• Łódzka policja kontroluje kierowców tuż przy bramkach w okolicach Strykowa
  • Policjanci badają trzeźwość kierujących oczekujących na pobranie biletu lub dokonanie opłaty
  • Tuż przed wakacjami zatrzymano na ulicach Łodzi jednego z rekordzistów: 3.2 promila alkoholu w organizmie

Każda okazja jest dobra jeśli można poprawić bezpieczeństwo na drodze i złapać nietrzeźwych kierowców. Takie założenie przyjęli funkcjonariusze Wydziału Ruchu Drogowego Komendy Wojewódzkiej Policji w Łodzi. Można ich spotkać tuż przy punkcie poboru opłat na autostradzie A2 nieopodal Strykowa.

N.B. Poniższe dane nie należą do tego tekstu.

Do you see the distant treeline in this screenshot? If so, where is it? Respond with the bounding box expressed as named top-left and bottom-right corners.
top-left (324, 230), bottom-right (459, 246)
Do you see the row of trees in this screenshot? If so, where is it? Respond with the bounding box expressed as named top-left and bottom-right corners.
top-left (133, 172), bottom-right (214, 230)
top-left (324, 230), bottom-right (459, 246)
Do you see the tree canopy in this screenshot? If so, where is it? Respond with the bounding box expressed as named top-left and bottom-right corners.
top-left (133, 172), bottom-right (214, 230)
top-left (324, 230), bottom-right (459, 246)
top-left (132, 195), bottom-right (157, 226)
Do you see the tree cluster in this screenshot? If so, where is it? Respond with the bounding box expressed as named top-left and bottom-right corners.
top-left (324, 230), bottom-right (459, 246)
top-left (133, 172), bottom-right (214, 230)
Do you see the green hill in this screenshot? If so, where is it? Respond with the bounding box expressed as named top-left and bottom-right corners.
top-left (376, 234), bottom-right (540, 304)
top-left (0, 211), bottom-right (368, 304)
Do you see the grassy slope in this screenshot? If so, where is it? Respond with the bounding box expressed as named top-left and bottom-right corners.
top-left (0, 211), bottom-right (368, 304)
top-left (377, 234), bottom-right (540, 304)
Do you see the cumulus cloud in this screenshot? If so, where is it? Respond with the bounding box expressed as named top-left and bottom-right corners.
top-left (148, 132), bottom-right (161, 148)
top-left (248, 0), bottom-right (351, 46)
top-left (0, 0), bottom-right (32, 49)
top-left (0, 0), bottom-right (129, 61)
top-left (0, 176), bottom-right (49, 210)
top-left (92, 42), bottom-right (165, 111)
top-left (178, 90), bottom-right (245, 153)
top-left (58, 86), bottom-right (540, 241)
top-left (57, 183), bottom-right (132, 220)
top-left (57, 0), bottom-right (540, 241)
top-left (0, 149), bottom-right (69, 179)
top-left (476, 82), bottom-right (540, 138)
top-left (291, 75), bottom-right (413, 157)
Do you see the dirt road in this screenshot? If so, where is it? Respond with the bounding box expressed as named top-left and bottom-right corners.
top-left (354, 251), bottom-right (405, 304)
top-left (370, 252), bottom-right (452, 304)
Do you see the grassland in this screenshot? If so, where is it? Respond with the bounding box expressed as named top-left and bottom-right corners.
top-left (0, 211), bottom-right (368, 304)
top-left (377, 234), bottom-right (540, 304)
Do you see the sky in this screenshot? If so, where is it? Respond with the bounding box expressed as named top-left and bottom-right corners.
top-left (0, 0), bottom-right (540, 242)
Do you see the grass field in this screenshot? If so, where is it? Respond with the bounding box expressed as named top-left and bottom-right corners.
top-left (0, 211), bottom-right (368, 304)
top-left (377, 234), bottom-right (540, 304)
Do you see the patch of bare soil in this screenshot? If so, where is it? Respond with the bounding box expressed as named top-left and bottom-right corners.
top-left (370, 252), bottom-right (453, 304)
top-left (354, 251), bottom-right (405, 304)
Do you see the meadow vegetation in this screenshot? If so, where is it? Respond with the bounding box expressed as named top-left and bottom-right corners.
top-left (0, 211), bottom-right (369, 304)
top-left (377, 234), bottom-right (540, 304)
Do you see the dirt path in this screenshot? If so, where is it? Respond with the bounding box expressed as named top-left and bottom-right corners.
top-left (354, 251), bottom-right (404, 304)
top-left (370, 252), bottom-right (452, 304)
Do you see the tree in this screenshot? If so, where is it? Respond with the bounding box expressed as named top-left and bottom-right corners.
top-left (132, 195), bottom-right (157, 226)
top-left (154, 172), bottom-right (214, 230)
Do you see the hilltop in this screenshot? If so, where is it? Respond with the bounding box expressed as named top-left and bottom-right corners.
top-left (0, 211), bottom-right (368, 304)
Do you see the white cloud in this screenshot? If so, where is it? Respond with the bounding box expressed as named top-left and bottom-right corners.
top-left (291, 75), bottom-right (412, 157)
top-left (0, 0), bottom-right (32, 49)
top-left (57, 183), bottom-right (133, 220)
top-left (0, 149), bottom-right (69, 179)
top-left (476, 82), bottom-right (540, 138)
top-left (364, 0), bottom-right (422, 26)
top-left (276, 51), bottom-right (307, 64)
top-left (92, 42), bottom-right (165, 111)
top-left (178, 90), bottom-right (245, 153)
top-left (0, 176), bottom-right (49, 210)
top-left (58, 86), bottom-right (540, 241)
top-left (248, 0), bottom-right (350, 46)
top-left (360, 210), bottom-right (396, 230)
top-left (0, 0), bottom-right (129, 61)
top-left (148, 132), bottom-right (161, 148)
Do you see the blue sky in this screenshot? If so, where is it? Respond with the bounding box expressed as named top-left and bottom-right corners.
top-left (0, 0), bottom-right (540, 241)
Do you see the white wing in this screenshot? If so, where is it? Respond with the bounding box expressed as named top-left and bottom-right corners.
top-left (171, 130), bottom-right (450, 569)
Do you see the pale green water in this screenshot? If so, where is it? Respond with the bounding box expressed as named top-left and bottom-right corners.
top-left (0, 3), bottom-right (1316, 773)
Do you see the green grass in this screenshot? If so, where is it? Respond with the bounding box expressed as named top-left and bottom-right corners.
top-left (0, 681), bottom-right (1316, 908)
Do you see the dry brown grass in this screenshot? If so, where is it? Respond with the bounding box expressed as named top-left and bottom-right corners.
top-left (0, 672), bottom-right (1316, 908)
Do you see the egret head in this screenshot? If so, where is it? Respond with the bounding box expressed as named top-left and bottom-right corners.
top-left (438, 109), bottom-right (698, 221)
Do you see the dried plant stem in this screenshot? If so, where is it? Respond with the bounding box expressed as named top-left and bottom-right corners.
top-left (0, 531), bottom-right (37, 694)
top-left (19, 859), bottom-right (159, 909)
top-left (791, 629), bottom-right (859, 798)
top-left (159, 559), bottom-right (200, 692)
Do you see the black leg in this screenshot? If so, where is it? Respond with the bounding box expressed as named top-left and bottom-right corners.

Policjanci korzystają z tego, że kierowcy muszą zatrzymać się w oczekiwaniu na bilet lub na dokonanie opłaty. A im większa kolejka do bramki tym łatwiej przeprowadzić większą liczbę kontroli. W ciągu kilkunastu minut mogą sprawdzić stan trzeźwości kilkuset kierujących. Zwykle kontrola zajmuje funkcjonariuszom kilka godzin. To zaś oznacza, że badaniu poddawanych jest kilka tysięcy kierowców. Jest zatem większa szansa na złapanie nietrzeźwych takich jak m.in. jeden z czerwcowych rekordzistów. Tuż przed rozpoczęciem wakacji policjanci łódzkiej drogówki zatrzymali pijanego motocyklistę. Po badaniu alcosensorem okazało się, że motocyklista miał 3.2 promila alkoholu w organizmie.

Na czas wakacyjnych wyjazdów zaangażowano także policjantów z Komendy Miejskiej Policji. Zorganizowali stałe punkty kontrolne autobusów. W sumie przygotowano kilkanaście takich miejsc w różnych miastach województwa.